Back to my point: this is supposedly a letter of thanks from Paul to his benefactors in Philippi. But go read the letter as a whole, or at least skim the headers. I’ll wait while you do.

We don’t see much reference to that gift, do we?

In fact, it’s not really mentioned until the end, in chapter 4. The rest of the letter is a status report on Paul’s situation, and exhortations to live humbly and be a light to the world, and some information about Timothy and Epaphroditus.

If this is a letter of thanks for a gift,

it’s kind of an odd one.

I think this emphasis is deliberate. Something we can discern about Paul is that he took the words of Jesus on money and wealth very seriously. Paul agreed that money is the “root of all evil,” and I think he always wanted churches to keep the focus off finances and on serving one another. If he asked them to send money to another church, or to support the leaders in Jerusalem, it was about spreading and nurturing the Christian faith.

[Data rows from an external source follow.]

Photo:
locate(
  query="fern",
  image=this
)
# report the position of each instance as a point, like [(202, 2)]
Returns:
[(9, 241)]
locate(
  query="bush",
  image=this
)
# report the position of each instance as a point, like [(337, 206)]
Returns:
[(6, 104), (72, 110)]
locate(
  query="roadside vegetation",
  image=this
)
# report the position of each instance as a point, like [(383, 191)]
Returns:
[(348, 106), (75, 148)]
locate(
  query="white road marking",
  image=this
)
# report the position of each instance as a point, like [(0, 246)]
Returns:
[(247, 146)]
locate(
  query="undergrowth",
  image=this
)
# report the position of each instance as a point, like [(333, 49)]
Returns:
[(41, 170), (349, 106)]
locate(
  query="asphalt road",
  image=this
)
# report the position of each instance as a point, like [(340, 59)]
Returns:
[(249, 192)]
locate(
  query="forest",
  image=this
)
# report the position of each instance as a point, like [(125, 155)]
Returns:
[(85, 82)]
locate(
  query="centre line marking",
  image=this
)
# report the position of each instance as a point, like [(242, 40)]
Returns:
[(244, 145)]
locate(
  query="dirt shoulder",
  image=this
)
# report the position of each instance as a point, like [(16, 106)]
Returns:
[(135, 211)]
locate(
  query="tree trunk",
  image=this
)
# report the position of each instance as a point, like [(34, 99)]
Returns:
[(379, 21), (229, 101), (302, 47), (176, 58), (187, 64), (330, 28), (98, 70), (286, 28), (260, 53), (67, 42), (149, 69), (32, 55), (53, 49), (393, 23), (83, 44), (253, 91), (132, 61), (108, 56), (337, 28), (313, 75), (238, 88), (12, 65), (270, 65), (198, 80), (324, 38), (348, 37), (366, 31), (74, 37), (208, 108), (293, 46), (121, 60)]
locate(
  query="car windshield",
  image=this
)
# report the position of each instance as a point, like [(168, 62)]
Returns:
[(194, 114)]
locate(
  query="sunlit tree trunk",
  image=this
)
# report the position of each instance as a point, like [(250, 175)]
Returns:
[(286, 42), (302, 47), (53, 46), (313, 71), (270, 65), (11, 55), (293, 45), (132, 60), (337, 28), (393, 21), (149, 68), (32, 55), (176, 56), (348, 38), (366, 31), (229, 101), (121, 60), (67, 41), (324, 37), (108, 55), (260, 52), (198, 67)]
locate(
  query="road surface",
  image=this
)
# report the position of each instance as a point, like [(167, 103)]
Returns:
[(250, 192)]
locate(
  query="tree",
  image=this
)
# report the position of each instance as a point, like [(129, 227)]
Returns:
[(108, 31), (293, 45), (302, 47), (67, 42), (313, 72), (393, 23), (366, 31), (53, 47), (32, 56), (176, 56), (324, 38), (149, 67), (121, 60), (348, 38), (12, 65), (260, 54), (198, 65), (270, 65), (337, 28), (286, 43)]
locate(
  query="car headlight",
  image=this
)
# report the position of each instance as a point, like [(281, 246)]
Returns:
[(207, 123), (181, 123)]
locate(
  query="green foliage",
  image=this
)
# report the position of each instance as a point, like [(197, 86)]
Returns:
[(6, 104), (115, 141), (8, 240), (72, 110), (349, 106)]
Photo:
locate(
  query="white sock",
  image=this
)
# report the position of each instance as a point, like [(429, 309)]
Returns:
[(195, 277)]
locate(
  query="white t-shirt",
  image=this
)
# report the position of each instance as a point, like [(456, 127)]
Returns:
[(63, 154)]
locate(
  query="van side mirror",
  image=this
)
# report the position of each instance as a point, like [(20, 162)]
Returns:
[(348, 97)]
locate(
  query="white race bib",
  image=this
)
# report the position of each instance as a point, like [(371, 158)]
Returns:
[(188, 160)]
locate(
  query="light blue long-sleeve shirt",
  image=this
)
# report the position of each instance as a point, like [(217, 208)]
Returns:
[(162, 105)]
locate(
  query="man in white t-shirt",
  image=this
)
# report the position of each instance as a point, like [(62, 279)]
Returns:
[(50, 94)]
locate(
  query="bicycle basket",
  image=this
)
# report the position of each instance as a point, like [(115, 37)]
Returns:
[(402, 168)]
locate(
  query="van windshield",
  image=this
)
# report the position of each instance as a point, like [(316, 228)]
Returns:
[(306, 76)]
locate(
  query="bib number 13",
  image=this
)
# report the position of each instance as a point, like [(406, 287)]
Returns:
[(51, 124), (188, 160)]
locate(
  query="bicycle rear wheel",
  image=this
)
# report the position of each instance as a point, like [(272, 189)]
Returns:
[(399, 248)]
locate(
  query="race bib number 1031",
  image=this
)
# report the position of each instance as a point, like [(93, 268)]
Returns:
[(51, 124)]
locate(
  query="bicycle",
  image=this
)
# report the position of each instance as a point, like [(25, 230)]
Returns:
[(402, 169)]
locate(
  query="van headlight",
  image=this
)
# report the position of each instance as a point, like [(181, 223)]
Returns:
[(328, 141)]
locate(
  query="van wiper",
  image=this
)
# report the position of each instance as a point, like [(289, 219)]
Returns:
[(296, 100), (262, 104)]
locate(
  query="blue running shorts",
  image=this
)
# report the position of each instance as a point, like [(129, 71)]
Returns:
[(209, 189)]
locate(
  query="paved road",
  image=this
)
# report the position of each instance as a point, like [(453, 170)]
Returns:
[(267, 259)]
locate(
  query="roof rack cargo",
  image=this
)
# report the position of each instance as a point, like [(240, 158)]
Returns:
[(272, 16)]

Paul is shifting the emphasis of his church at Philippi with his letter. They have sent him a large sum of money, and while they probably wouldn’t come out and say they expect it, they surely believed that Paul would write a gushing thank you letter, talking about how generous they are.

But Paul doesn’t want them becoming about the money; he doesn’t want them to make their fundraising prowess their chief gift to the world. Instead, he moves the focus to the things that are important for the church.

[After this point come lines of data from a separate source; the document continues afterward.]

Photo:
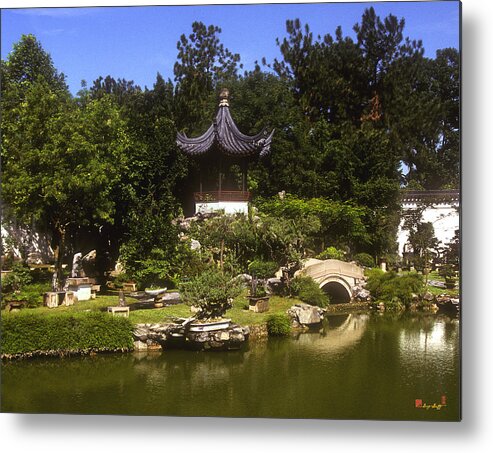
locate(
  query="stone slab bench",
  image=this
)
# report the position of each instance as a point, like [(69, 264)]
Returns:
[(123, 311)]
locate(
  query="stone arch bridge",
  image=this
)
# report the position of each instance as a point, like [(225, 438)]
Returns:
[(337, 278)]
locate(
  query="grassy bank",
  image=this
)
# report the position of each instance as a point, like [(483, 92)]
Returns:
[(87, 327)]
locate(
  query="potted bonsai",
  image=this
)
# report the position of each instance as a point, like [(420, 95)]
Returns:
[(211, 293), (448, 273), (258, 298)]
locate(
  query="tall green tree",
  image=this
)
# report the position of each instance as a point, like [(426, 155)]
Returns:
[(203, 64)]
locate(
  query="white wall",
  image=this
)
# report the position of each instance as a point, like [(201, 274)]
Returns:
[(229, 207), (444, 216)]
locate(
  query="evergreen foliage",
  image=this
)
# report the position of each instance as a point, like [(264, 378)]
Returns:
[(104, 167), (26, 332)]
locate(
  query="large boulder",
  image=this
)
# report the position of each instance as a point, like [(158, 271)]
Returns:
[(274, 285), (305, 315)]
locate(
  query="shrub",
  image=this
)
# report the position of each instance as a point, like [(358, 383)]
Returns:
[(263, 269), (212, 292), (278, 325), (307, 290), (364, 259), (17, 279), (389, 287), (332, 253), (32, 294), (26, 332)]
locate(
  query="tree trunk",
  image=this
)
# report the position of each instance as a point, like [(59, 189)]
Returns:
[(221, 255), (59, 252)]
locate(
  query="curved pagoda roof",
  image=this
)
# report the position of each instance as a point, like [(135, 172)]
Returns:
[(224, 135)]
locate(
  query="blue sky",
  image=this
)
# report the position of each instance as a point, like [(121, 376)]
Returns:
[(136, 42)]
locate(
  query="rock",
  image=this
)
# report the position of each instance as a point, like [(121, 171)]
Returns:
[(436, 283), (171, 298), (306, 314), (362, 294), (140, 334), (274, 285), (428, 296), (243, 278)]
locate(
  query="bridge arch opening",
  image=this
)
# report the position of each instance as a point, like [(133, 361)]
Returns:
[(337, 292)]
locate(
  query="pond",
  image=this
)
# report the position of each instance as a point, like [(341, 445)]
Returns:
[(358, 366)]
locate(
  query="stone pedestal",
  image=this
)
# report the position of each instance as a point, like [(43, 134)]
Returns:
[(258, 304), (81, 286), (121, 311), (53, 299)]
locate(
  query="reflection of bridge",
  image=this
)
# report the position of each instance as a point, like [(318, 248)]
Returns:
[(341, 333), (336, 278)]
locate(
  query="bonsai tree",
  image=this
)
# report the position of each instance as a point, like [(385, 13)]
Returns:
[(447, 271), (211, 292)]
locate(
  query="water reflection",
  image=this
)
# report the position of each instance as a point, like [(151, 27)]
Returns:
[(338, 333), (354, 366)]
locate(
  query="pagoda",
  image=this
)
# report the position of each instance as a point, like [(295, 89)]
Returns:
[(223, 154)]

Thinking of others, especially those in distress.

Living with the humility that Christ showed.

Becoming a light to the world.

Keeping their eyes on the cross.

In 4:8 he makes this point most explicitly,

“Finally, beloved,

whatever is true,

whatever is honorable,

whatever is just,

whatever is pure,

whatever is pleasing,

whatever is commendable,

if there is any excellence and if there is anything worthy of praise,

think about these things.”


That’s what Paul wants their focus to be.

Live in the example of Christ.

Be humble.

Love justice.

Find purity.

Serve, and be served.

Be generous, not for the praise it engenders, but because it brings the Kingdom a little

bit

closer

everytime.

Don’t lose sight of the big picture.


Paul had a purpose in writing to Philippians. But I don’t think it was the purpose they expected.